En 2012, l’Assemblée générale des Nations Unies décrète le 20 mars Journée internationale du bonheur. L’ONU reconnaît que le bonheur et le bien-être devraient être pris en compte dans les objectifs politiques. Et qu’un nouveau paradigme doit accorder la parité entre les trois piliers du développement durable : bien-être social, économique et environnemental.

Pourquoi cette décision ? Parce que l’approche selon laquelle « le bonheur est dans le produit intérieur brut » est un échec accablant. À preuve : le PIB de plusieurs pays s’est multiplié en cinquante ans, et pourtant les gens ne se déclarent pas plus heureux. Seulement, qu’est-ce que le bonheur ? Un état qui nous donne le sentiment que la vie est bonne et qu’elle vaut la peine d’être vécue. Il est synonyme de satisfaction ou de qualité de vie, et concerne le bien-être personnel et sociétal.

Mais quels sont les obstacles au bonheur ? La grande pauvreté financière de milliers d’individus, le non-respect des droits de l’homme et de la femme et de leur dignité, la dégradation de la planète, le manque de cohésion sociale, les inégalités. Faut-il rappeler que le patrimoine cumulé des 1 % les plus riches du monde dépasse désormais celui des 99 % restants ?
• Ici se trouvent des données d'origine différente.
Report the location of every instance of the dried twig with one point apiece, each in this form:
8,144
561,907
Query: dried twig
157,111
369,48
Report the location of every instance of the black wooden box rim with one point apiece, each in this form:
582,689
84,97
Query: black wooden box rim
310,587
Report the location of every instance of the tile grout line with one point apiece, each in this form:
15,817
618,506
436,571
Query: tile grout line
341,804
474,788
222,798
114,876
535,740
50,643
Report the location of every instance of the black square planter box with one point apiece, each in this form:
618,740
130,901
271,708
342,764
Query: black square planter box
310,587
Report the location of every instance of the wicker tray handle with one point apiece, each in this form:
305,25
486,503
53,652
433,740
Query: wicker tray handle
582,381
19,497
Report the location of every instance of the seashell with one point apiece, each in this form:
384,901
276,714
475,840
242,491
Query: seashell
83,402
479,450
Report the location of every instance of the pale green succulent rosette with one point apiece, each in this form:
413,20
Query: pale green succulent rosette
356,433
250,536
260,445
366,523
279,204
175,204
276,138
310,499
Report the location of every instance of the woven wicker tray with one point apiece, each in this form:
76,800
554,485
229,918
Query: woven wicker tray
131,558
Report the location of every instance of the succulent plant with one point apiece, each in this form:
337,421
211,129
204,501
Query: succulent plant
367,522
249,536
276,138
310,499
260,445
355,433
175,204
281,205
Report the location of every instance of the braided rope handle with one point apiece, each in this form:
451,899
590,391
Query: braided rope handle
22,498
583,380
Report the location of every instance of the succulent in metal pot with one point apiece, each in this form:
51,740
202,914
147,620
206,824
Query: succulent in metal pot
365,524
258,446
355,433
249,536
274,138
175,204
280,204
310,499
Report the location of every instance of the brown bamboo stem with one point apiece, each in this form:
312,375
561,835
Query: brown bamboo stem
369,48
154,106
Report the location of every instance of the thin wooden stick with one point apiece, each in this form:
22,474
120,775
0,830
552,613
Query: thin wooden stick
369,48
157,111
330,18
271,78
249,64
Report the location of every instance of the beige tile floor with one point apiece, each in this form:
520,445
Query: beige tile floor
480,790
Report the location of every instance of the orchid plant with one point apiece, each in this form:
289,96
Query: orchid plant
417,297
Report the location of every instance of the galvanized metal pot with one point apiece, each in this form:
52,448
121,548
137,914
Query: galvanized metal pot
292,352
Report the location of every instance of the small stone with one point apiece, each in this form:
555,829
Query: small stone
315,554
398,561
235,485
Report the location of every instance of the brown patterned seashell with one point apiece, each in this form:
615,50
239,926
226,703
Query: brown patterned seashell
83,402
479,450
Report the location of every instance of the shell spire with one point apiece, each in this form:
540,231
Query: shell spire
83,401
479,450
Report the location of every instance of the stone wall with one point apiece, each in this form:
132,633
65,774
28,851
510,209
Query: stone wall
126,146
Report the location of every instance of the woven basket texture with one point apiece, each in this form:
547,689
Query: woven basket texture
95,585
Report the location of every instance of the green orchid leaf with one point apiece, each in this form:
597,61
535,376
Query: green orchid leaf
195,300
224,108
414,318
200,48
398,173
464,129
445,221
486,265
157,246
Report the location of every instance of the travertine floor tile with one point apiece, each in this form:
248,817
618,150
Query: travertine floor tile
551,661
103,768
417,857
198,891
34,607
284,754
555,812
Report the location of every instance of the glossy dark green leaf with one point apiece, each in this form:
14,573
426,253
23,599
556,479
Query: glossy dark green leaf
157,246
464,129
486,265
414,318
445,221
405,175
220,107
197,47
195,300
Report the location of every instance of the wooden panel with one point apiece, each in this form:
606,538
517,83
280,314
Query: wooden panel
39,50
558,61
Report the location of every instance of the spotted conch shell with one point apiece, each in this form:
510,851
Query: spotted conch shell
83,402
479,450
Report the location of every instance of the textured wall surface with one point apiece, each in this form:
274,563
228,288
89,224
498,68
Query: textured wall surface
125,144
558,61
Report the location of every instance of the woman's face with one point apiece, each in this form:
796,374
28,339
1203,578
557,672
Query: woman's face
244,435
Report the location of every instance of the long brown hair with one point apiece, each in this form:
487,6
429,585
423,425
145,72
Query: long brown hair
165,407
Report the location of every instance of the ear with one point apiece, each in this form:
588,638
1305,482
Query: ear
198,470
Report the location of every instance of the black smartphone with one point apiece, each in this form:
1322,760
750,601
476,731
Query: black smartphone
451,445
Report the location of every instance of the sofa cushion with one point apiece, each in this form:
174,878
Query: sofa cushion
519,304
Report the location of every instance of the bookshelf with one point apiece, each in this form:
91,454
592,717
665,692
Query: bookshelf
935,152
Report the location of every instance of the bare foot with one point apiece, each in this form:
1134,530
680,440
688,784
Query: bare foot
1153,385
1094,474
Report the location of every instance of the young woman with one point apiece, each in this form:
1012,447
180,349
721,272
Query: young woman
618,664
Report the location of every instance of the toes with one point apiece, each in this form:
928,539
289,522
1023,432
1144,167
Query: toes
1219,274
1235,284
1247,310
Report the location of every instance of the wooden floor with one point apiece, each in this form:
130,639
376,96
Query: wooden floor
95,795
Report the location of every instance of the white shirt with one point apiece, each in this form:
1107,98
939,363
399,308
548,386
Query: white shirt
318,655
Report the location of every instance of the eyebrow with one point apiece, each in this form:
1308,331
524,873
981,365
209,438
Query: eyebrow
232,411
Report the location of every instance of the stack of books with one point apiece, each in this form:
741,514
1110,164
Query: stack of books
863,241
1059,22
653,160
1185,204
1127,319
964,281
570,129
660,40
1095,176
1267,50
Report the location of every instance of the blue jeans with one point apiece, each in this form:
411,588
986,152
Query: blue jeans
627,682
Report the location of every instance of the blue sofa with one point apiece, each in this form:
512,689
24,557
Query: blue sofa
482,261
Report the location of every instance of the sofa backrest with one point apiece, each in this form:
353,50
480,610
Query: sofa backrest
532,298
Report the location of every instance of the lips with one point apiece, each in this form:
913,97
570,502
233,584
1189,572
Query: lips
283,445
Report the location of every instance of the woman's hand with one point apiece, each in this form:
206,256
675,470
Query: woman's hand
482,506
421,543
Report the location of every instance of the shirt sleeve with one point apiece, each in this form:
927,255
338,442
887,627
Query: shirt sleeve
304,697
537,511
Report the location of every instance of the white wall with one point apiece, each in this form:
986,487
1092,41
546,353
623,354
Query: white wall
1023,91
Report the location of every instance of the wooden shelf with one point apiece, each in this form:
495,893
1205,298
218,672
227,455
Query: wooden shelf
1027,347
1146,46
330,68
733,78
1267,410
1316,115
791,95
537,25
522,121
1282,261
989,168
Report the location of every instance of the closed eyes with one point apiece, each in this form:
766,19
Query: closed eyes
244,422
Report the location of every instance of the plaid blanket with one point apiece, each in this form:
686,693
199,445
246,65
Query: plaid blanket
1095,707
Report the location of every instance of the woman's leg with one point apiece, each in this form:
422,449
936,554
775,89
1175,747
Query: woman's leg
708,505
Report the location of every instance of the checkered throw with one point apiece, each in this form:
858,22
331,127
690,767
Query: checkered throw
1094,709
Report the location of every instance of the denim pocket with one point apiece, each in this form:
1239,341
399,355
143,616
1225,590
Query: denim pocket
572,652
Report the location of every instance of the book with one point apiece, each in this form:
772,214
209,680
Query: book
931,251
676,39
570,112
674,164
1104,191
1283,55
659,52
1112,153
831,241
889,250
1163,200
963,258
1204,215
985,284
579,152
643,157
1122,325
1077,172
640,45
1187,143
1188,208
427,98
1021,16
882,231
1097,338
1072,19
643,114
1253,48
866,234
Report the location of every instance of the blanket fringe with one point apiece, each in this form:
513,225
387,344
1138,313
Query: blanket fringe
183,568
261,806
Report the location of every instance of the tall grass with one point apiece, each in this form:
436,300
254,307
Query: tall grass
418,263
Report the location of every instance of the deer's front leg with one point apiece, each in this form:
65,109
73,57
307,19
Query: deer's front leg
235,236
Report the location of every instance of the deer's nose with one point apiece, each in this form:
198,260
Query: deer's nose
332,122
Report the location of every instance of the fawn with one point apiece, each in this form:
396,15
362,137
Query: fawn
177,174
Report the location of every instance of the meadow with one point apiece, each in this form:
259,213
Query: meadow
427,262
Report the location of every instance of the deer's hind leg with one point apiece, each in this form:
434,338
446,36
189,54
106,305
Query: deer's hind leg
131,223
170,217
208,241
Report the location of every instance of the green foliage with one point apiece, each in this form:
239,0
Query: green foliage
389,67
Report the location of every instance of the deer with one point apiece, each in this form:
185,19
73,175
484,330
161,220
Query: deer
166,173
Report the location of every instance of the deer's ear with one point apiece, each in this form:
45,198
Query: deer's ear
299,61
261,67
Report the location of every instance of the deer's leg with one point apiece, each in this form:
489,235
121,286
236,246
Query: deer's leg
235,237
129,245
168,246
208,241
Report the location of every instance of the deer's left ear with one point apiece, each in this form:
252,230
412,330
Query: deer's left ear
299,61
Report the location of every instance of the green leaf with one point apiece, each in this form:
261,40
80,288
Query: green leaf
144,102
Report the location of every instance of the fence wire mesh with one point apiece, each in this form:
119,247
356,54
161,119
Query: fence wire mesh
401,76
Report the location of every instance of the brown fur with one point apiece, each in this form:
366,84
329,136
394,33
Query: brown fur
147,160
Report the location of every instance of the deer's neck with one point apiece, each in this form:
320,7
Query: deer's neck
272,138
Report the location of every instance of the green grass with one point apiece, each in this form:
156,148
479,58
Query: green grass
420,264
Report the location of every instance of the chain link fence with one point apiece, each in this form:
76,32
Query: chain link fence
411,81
C’est ainsi que plusieurs chercheurs, des économistes y compris, arrivent à la conclusion qu’investir dans le bonheur national brut (BNB) procure des bienfaits pour l’ensemble la population. Le bonheur apporte des gains individuels : plus d’enthousiasme, de confiance, de relations, d’énergie, de créativité. Et, collectivement, il ouvre la porte à la cordialité, à la tolérance, à l’inclusion, au partage, à la générosité, à la compassion, au désir d’engagement pour un monde plus juste, plus écologique et plus équitable.

Alors, comment célébrer cette journée qui nous rappelle que la croissance économique seule ne peut assurer le bonheur ? Se tourner vers la bienveillance et la reconnaissance. La première nous incite à renouveler notre promesse d’aider les autres. En cela, les occasions de bonté ne manquent pas. Il suffit d’être là. Et de tendre la main. La deuxième ouvre la porte à la gratitude et à l’appréciation des belles choses de la vie. Au fond, toutes deux nous permettent de rêver, d’aimer, de dénoncer, d’agir et de créer de l’humanité. Une humanité plus humaine, comme le dit Montaigne. Et nous en avons bien besoin.